Chinese Schoolchildren Fall Ill Due to ‘Toxic’ Running Tracks

Young students all across China have been falling ill due to an unsuspecting, atypical, and quite surprising reason. The culprit? Toxic running tracks in the schools.

State broadcaster CCTV released a rare undercover report Tuesday which revealed that industrial waste is being used in the manufacturing of running tracks.

The incidents of children affected – who have suffered nosebleeds, headaches, and coughing – have been reported in the provinces of Jiangsu, Guangdong, and at least 15 other Chinese cities.

China’s Ministry of Education announced that inspections will take place nationwide this summer.

Students in Beijing have been hit by this case of toxic tracks as well. When children began experiencing health issues, the local government ordered the inspection of all sports tracks and fields in the province, BBC News reports.

These inspections, in many instances, revealed high levels of potentially carcinogenic chemicals in new synthetic turfs, including the extremely poisonous compound, formaldehyde.

The Chinese undercover television investigation into multiple track manufacturers exposed that as a means to reduce the production cost, the companies used substandard waste, including discarded tyres.

The Ministry of Education has now said it will send environmental protection and quality watchdogs to inspect running tracks and fields across the country, and will remove any of which do not live up to safety standards.

The ministry claims that it is taking the problem “very seriously.” Those responsible for the negligence will “face resolute and serious punishment with no mercy given,” it added.

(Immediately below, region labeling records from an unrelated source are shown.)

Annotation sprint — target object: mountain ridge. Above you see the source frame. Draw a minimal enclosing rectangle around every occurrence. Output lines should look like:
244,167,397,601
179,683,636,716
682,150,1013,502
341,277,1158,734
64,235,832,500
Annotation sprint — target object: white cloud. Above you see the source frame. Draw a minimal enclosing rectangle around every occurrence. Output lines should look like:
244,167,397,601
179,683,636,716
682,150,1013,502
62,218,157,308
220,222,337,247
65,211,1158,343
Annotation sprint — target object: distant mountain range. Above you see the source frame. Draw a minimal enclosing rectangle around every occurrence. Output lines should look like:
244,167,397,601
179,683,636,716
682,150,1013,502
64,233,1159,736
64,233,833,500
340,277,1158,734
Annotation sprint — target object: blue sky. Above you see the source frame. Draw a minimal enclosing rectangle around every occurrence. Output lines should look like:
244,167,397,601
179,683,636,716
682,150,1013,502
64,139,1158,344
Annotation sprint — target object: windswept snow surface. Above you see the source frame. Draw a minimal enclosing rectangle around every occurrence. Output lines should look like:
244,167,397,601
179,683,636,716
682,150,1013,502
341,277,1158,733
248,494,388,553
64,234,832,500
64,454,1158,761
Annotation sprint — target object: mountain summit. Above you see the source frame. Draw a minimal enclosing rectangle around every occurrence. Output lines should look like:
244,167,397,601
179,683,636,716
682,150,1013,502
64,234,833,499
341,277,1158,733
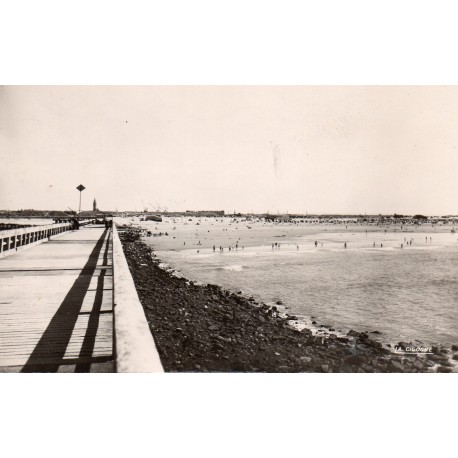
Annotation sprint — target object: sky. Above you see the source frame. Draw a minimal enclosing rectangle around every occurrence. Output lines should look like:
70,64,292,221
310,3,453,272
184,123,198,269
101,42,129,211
0,86,458,215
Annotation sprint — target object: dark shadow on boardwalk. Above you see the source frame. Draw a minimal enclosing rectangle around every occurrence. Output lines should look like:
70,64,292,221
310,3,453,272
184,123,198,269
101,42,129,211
21,230,109,372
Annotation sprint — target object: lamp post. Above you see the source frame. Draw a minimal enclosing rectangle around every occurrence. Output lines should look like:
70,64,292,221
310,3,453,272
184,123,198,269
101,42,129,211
76,184,86,214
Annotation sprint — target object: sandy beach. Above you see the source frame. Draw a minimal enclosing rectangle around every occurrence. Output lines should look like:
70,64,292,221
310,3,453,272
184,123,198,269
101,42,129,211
120,223,458,372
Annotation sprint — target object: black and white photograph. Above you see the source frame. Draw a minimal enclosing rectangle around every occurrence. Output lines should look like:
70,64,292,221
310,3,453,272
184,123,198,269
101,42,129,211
0,0,458,458
0,86,458,373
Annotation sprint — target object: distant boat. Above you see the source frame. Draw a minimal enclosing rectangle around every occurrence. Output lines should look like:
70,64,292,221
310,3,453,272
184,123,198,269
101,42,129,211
145,215,162,223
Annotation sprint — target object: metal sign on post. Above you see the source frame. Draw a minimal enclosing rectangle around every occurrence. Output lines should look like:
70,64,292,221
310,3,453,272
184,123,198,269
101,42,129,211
76,184,86,213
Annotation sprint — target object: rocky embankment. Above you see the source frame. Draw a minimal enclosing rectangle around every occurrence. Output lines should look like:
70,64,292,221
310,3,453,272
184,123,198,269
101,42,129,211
120,229,452,372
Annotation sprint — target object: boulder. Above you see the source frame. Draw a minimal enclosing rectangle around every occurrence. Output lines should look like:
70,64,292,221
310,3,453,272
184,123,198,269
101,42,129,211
389,360,404,372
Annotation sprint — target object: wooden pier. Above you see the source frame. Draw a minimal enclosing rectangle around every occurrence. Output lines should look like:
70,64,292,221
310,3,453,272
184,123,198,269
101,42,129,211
0,225,115,372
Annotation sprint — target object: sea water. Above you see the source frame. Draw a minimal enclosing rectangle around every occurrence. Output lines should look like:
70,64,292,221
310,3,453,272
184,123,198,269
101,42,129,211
156,232,458,344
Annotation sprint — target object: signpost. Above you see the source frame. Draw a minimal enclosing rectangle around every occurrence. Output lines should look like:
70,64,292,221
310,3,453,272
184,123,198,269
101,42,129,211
76,184,86,214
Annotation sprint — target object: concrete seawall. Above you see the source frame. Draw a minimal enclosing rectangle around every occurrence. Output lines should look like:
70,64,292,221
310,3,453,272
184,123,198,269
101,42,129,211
113,224,164,372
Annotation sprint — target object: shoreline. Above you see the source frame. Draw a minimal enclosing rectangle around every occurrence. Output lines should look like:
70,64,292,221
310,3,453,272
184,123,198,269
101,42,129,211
120,227,458,372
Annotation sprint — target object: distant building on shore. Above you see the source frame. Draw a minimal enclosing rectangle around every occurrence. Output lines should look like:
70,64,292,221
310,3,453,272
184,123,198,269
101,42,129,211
186,210,224,216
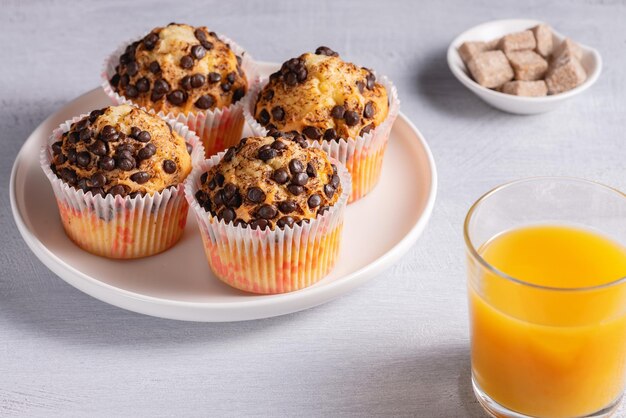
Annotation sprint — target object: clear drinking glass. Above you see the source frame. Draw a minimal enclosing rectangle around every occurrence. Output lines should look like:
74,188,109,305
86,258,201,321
464,177,626,418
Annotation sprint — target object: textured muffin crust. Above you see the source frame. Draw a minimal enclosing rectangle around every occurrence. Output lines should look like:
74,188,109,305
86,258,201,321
110,23,248,114
50,105,191,197
254,47,389,140
195,135,342,229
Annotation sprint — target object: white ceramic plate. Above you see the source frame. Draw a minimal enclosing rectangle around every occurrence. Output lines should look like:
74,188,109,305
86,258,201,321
448,19,602,115
11,64,437,322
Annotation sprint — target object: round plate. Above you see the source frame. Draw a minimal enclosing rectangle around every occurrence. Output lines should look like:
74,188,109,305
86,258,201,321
10,64,437,322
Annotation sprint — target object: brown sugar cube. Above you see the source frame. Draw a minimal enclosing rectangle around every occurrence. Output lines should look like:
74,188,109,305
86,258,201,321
531,23,554,58
467,51,513,88
498,30,537,52
459,42,493,64
546,57,587,94
554,38,583,61
500,80,548,97
506,51,548,81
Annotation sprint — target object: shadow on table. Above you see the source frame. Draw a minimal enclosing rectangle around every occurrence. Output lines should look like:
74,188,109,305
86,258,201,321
316,345,485,418
412,49,497,119
0,262,314,348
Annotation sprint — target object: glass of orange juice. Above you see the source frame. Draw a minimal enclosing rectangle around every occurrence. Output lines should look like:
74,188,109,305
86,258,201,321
464,177,626,418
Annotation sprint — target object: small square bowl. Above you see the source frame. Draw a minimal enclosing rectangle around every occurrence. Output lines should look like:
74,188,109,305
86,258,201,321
448,19,602,115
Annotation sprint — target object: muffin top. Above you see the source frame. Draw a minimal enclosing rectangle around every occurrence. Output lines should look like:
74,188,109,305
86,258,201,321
196,135,342,229
254,47,389,140
110,23,248,114
50,105,191,197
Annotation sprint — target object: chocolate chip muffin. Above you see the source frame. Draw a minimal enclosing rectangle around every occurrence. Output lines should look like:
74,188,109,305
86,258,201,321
50,105,191,197
110,23,248,115
254,47,389,141
195,135,342,230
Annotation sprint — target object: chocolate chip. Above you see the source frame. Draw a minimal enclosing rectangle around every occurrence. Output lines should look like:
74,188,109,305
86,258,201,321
195,94,215,109
76,151,91,168
257,145,278,161
246,187,265,203
120,74,130,87
365,70,376,90
67,131,80,144
359,123,374,136
125,84,139,99
233,87,246,103
67,148,76,164
302,126,322,139
306,193,322,208
343,110,361,126
215,173,225,187
51,141,63,155
130,171,150,184
363,102,374,119
208,72,222,83
87,140,107,157
250,219,269,230
278,200,298,214
330,105,346,119
137,144,156,160
272,168,289,184
272,139,287,151
152,78,170,96
116,158,135,171
272,106,285,121
126,61,139,77
276,216,295,228
179,75,191,90
291,173,309,186
148,61,161,74
257,204,278,219
89,172,107,187
324,184,336,199
287,184,304,196
143,32,159,51
98,155,115,171
263,89,274,100
180,55,193,70
315,46,339,57
163,160,176,174
324,128,337,141
289,158,304,174
167,90,187,106
257,109,270,126
137,131,152,142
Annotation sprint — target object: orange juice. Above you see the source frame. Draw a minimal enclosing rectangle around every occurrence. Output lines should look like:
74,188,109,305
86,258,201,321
469,226,626,417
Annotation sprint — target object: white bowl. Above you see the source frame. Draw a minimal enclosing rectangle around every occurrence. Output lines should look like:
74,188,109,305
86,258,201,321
448,19,602,115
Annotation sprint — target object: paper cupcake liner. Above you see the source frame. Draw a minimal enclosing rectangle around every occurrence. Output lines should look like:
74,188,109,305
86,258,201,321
40,115,204,259
185,153,351,294
102,35,259,158
244,76,400,203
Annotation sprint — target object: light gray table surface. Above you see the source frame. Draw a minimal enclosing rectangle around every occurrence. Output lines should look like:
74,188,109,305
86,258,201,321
0,0,626,417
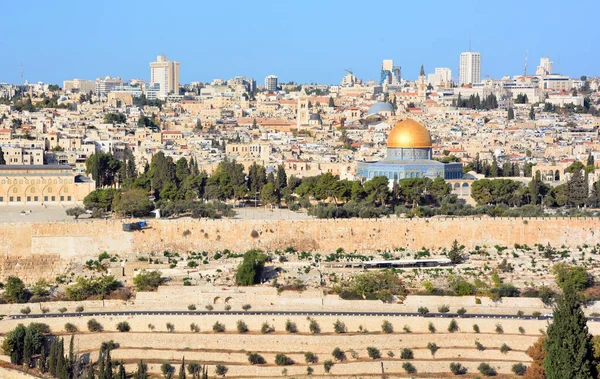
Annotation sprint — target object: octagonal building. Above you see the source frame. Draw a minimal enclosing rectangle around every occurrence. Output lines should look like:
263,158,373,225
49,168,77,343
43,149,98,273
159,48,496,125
356,119,463,181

Construction of any new tracks has been suspended, and an increase in oversight of officials involved in the production and building of running tracks has been implemented, according to the ministry.  

At least one school in Beijing has already begun tearing up its track.

However, parents of Beijing schoolchildren took to protest last week against inexcusable safety standards, complaining that in numerous cases, the noxious tracks have not yet been removed.